Frequently Asked Questions
Which 52mm lenses is the CC30M most useful for in a typical camera bag?
The 52mm filter thread is standard on a wide range of classic and current prime lenses — Nikon's 50mm f/1.4D and f/1.8D, several Micro-Nikkor macros, and older Canon FD primes, among others. For photographers using these lenses in fluorescent-lit interiors (schools, gyms, event halls), the CC30M is the correct correction for that environment's green-dominant light.
How does the CC30M correct green cast versus using white balance on a digital camera?
White balance applies a global correction to the entire frame. In mixed-light environments — where fluorescent overhead fills and daylight spills from windows — a WB shift that fixes the fluorescent zone warms the daylight zone incorrectly. The CC30M corrects the source before exposure, so the entire frame is balanced from capture, not corrected asymmetrically in post.
Can I stack this CC30M with a second magenta filter for stronger correction?
Yes — CC filters are designed for stacking. Two CC30M filters produce a CC60M correction level. You can also combine this with a CC10M or CC20M for intermediate densities. Keep stacks to two elements maximum to limit flare and light loss; each additional filter surface reduces transmission and can introduce minor contrast reduction.
Does this filter affect autofocus or in-camera metering?
Autofocus is unaffected — the CC30M is an optical glass filter with no mechanical interference. TTL metering reads through the filter and compensates for the approximately 1/3-stop light reduction automatically, so no manual exposure adjustment is needed in most shooting situations.

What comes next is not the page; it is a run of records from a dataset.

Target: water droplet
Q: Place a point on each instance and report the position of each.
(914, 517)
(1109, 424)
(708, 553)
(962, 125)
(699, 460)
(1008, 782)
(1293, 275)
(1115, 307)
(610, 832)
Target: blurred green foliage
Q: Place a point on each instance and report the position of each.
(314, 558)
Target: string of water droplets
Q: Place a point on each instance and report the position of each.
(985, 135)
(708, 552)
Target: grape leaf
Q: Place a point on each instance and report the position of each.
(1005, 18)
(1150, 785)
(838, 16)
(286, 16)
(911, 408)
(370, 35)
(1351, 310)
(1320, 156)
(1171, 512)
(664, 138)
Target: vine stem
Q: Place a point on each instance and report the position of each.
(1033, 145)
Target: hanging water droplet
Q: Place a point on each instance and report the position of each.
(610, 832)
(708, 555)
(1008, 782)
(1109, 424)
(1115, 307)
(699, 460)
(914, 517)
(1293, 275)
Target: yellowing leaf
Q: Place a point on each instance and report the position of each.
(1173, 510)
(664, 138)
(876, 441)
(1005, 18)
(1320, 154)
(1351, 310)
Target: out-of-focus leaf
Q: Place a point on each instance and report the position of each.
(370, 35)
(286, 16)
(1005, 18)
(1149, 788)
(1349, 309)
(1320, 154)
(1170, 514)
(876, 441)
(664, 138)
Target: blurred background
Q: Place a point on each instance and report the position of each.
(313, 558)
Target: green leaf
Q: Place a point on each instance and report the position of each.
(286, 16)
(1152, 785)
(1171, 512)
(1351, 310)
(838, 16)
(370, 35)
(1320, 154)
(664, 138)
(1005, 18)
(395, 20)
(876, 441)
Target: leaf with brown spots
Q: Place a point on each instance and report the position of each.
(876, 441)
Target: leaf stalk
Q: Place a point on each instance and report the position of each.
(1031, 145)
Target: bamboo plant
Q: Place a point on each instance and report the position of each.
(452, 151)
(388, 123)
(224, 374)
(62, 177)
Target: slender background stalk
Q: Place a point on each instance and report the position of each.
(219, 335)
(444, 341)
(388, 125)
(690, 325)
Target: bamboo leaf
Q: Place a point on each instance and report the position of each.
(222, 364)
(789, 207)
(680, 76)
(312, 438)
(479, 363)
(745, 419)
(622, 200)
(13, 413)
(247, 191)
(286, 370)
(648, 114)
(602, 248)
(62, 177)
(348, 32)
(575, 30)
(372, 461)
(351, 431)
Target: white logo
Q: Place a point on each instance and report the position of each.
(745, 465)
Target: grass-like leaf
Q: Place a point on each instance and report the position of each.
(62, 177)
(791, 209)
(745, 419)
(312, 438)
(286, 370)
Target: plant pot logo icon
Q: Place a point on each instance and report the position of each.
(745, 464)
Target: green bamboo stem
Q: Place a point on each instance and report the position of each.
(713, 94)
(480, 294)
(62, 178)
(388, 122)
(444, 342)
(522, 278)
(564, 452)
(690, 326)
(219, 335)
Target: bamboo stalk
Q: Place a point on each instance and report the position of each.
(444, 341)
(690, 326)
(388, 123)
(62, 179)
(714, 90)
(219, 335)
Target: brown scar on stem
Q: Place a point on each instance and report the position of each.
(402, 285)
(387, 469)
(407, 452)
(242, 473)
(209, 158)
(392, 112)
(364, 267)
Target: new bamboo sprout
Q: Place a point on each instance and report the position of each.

Is the CC30M useful for underwater photography or is it better suited to above-water fluorescent correction?
The CC30M's magenta correction addresses green cast from any source — fluorescent tubes, underwater ambient light, and certain overcast conditions all introduce green shift that magenta subtracts. For shallow underwater shooting on daylight-balanced film or without color correction in-camera, a CC30M or stronger magenta density is a valid on-lens correction. Strength needed increases with depth.